I haven't heard of any of them, I have to admit. It is true that magazines tend to be a bit sensationalist...even the serious ones. Perhaps getting this sort of reaction from readers could be one of their objectives?


----------



## katdad (Jan 1, 2009)

Coming to Xavier's defense, I don't think he was really slamming the operas but the absolutism of the author, for deciding that 3 French operas from many were essentially the finest. The comments Xavier made were, I think, that he disagreed with the "final decision" about these 3 operas without any equivocation.

Maybe I'm wrong. Often am.


----------



## superhorn (Mar 23, 2010)

The so-called Moghuls of India were not actually Mongols but central asian Turks who claimed descent from Ghenghis Khan, who was in fact half Turk himself on his mother's side . The modern day Uzbek languge of central asia is very similar to the Turkic dialect they spoke . Timur was of the same origin . 
They were Muslims and did not speak Mongolian . They were bilingual in Turkic and Persian .


----------



## Glissando (Nov 25, 2011)

millionrainbows said:


> What's so great about Debussy's Pelleas? I've got it, and it seems to just wander around in a state of harmonic suspension. I mean, was opera really suited for Debussy, and vice-versa? Seems like an ill-fitting suit to me.


There's nothing about 'Pelleas' that isn't already in 'Parsifal.' If you can appreciate 'Parsifal,' you're halfway to an appreciation of 'Pelleas,' which is a more diffuse version of the shape-shifting spiritual magic that is Act 1 of 'Parsifal.' Debussy takes that "wandering around in a state of harmonic suspension" and crystallizes it into moments of pure musical beauty. The key to entering this garden of secrets is to hear it as continuous music. It all sounds disconnected at first but gradually it begins to coagulate into shapes that follow their own internal logic.


----------



## guythegreg (Jun 15, 2012)

Glissando said:


> There's nothing about 'Pelleas' that isn't already in 'Parsifal.' If you can appreciate 'Parsifal,' you're halfway to an appreciation of 'Pelleas,' which is a more diffuse version of the shape-shifting spiritual magic that is Act 1 of 'Parsifal.' Debussy takes that "wandering around in a state of harmonic suspension" and crystallizes it into moments of pure musical beauty.

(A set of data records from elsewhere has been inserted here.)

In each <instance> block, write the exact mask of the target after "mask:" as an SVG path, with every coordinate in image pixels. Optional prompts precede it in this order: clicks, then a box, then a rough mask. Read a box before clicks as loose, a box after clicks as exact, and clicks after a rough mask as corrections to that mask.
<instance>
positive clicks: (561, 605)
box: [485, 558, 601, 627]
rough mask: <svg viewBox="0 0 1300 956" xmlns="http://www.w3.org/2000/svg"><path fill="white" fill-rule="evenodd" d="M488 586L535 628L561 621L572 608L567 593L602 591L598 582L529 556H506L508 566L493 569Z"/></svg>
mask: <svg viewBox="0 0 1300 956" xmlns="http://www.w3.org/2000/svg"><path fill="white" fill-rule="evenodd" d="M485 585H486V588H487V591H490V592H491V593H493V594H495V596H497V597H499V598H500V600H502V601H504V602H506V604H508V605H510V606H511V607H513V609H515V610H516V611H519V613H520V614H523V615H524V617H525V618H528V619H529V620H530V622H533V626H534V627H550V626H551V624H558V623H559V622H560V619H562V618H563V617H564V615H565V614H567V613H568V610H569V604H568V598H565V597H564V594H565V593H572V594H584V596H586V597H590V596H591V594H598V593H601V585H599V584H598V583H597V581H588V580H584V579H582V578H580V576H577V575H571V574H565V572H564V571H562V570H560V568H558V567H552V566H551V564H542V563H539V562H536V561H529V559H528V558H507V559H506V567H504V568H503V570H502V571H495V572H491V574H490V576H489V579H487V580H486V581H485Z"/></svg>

The key to entering this garden of secrets is to hear it as continuous music. It all sounds disconnected at first but gradually it begins to coagulate into shapes that follow their own internal logic.


Wow - great review, thanks! I'll have to give it another try ...


----------



## deggial (Jan 20, 2013)

^ P&M is more accessible than any Wagner. P&M just go on conversing at a mellow pace for the length of it. And then you read the libretto and find out there was a big drama going on!  it's pretty music to be sure.


----------



## guythegreg (Jun 15, 2012)

I'd like to understand what's happening dramatically tho. I mean, Wikipedia says the play was very popular. What was the attraction? I can't imagine it myself. It seems like a key to a different world.


----------



## deggial (Jan 20, 2013)

guythegreg said:


> What was the attraction? I can't imagine it myself. It seems like a key to a different world.


I suspect they were all high on absinthe


----------